Monday, November 3, 2014

No Man is a Curatorial Island


There’s been a lot of confounding diatribes in the news these days and I wouldn’t touch them for fear of being labeled an Islamophobe by Hollywood persons. A safer controversy is to do with a new book on how real art curators have been neutered by our curatorial culture. What occurs to me (within my limited purview in discussing our culture, national and world) is that this may be an illusion blown out of proportion. What gives me this privilege? I have an MFA. So there! If artist, Barbara Kruger can go on intelligent, BBC talk shows and discuss art –– I can too. Well, she didn’t really talk about art so much as where the art world is now as opposed to her heyday in the Eighties and Nineties. She did mention her favorite typeface, Futura Condensed Italic. Her encapsulization of the new-money enriched art world, she didn’t want to talk about. Don’t bite the hand that feeds? Isn’t that one of her text pieces? What felt odd about her performance (aside avoiding a gritty discussion of her work) was that she admitted casually that all art is now outside consideration by anyone but elites. How can this be? I thought she was of the school that skewered the “genius” and “patriarchal” myths. She admitted that her cultural surveys are mostly pop cultural. So why are her comments any better than mine or yours? Is it because we are trained in deconstruction and (though we aren’t allowed to admit it) we see the world more clearly than CNN and butch guys in baseball caps driving Dodge Rams.

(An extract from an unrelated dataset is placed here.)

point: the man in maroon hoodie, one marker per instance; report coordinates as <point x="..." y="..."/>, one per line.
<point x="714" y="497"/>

We should treasure the outdated focus of art and criticism (where oranges are in another basket than lemons) because without the scrutiny every ninny with a smart phone is a so-called encyclopedia and curator. That isn’t much of a claim I know, but still any overview about art (with a big-A) is important, especially at dinner parties. Perhaps, there is a sleight of hand in the way our technology gives us the belief that we are all current, up to date and full of progressive ideas and understanding. Of course, I disagree. We are college educated, middle class people who have no status anymore – I can hear the echoes of Islamophobism heading my way – and this troubles me. This distinguishes us from others who work for a living instead of scribbling flippant, on-line essays! Yet, artists aren’t the only ones who imagine being “un-plugged” or “off the grid.” There are loads of philosophical crazies planning to survive after the balloon goes up, whatever that balloon may be. There are lots of TV shows about it. It makes people nervous but I am not bothered. No one can track me down except the NSA and they couldn’t care less.